4. Verliererrunde: FC Iserlohn - Sinopspor Iserlohn 5:6 n.N. In dieser Partie um den Finaleinzug sahen die Iserlohner lange Zeit wie der sichere Sieger aus. Hunecke (2.), van der Ley (6.) und wieder Hunecke (8.) hatten ihr Team mit der bis dato besten Vorstellung mit 3:0 in Führung geschossen.
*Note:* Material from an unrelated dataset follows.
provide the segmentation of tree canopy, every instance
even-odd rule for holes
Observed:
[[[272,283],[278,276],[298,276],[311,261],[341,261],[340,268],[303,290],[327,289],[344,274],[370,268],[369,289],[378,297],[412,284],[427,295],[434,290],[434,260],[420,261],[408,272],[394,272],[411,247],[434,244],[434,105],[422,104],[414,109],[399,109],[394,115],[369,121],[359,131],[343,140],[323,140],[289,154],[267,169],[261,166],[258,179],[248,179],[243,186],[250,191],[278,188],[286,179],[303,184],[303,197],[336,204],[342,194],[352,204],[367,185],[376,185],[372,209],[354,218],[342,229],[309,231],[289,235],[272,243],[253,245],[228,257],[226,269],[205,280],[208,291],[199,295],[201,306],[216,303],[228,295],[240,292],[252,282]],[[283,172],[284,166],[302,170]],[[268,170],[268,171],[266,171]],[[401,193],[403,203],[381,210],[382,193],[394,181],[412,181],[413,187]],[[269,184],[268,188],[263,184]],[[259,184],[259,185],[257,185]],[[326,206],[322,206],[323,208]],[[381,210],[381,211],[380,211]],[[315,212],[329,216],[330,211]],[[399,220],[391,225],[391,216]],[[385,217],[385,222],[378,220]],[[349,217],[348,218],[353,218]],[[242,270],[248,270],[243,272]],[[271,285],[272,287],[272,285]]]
Dann gab es Unruhe, als Cetiner und Bröckers nach einem Gerangel jeweils Zeitstrafen kassierten. Damit war mehr Platz auf dem Feld und Faik Yilmaz verkürzte (11.). Nur eine Minute später grätschte Serkan Gündüz das Leder ins Tor. Dennoch schien es so, als könnten die Iserlohner den Sieg über die Zeit retten, doch nach einem Ballverlust war es Baris Yildiz, der acht Sekunden vor Schluss den Ausgleich besorgte.

Jetzt stand das Publikum Kopf und machte beim Neunmeterschießen mächtig Stimmung für den Underdog. Hunecke traf nur den Pfosten. F. Yilmaz und von der Ley verwandelten sicher, bevor Simon Felbick gegen Furkan Cetiner parierte. Danach trafen Vaitkevicius und Yildiz, so dass es in die nächste Runde ging. Dort scheiterte Meckel an Sinopspor-Keeper Emre Aksoy, während Tarik Sentürk zum Finaleinzug verwandelte.

Finale: Borussia Dröschede - Sinopspor Iserlohn 8:3. Nur in der Anfangsphase durften die zahlreichen Anhänger der Gastgeber mit einer Überraschung rechnen. Yildiz und F. Yilmaz brachten den Außenseiter zweimal in Führung, Slimi und Hiller glichen jeweils aus. Dann setzte erneut Hiller zur ersten Dröscheder Führung nach und Slimi erhöhte zum 4:2 (7.). Damit schien die Partie gelaufen, doch es wurde noch einmal spannend, als Yildiz verkürzte (10.). Doch fast postwendend erwies sich Hiller als Stimmungskiller und krönte seinen überragenden Auftritt im Finale mit dem 6:3 (12.). Sinopspor war geschlagen und hatte nach dem Dauereinsatz in den letzten Partien nichts mehr zuzusetzen. Mit ihren Toren dokumentierten Bouaich und Urumis noch den großen Spaß, den die Borussia an diesem Turnier hatte.

Nach Spielschluss gab es dafür noch 500 Euro im Umschlag vom Veranstalter, der auch viel Lob von Ralf Horstmann, Geschäftsführer des Stadtsportverbandes, erhielt.